The warning comes after an Ulster Bank customer complained that she received calls from blocked numbers advising her a mortgage payment had been missed.
“I got the call out of the blue from a blocked number,” said Bridget, who lives in Cork but did not wish to disclose her full name. “The caller said he was from Ulster Bank but I couldn’t be sure. I thought it was from a call centre because I had no way of being sure who was on the other end of the line.”
Bridget received another call, again purporting to come from Ulster Bank, but refused to give out personal details. The next day, her husband took a similar call so Bridget contacted her own bank over the matter.
“It was my own bank’s mistake and the manager there contacted Ulster Bank on my behalf to assure them that there was enough in my account to cover the mortgage,” Bridget said.
The bank manager was told there was nothing that could be done and that Bridget would have to make the payment over the phone by debit or credit card.
“I have the mortgage for 20 years, with five years to go, and I never missed a payment before.
“A third caller — again from a blocked number — insisted that I had to pay over the phone or I would be in arrears and my credit rating could be affected.
“I rang Ulster Bank to make sure I was, at least, dealing with them and I made the payment by phone, under protest.

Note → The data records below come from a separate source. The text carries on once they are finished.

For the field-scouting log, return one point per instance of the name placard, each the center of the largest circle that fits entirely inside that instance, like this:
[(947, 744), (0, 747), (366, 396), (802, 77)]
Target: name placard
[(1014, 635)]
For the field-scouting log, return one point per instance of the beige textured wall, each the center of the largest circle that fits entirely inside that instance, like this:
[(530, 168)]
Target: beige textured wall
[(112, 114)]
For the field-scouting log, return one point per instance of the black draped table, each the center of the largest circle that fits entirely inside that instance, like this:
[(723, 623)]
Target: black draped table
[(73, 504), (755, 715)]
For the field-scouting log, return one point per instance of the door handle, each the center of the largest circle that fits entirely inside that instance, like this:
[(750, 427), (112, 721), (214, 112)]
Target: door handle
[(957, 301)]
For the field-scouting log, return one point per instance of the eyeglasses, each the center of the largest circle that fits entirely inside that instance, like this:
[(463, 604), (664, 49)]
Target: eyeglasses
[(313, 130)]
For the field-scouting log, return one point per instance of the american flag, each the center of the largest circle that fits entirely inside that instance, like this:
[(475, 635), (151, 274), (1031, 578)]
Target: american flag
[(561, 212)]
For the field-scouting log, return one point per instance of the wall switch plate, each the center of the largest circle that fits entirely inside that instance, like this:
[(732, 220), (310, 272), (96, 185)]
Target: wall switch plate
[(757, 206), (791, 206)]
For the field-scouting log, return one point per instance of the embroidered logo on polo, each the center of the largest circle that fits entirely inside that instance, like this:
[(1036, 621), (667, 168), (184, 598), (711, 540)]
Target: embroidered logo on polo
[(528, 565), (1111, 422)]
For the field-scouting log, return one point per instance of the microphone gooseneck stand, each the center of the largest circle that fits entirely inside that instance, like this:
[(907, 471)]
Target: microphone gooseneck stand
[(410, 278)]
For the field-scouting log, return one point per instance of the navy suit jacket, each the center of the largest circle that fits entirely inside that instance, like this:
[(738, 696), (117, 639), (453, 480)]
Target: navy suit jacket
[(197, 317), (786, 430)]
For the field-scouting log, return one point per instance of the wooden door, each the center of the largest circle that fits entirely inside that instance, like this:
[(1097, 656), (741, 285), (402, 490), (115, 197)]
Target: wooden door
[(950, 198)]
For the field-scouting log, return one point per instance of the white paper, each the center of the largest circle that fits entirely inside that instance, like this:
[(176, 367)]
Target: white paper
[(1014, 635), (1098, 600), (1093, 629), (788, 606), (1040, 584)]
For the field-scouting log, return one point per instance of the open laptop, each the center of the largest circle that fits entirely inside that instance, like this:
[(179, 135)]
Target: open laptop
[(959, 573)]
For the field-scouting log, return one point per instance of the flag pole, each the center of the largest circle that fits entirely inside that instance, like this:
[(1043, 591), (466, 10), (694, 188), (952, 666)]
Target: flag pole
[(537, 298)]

It was a very stressful situation for me, very intimidating.”
While a spokeswoman for Ulster Bank said it was policy not to discuss individual cases, she confirmed its customer support services do ring customers from a blocked number if problems arise.
“The main reason is to check that everything is OK. We call the customer from a blocked number to protect them. They may be with someone who could see the number. We look for verification from the person, but it is only one question, for example, their date of birth, but we do not ask for anything to do with bank details. We do not ask for specific details of anyone’s personal financial affairs.”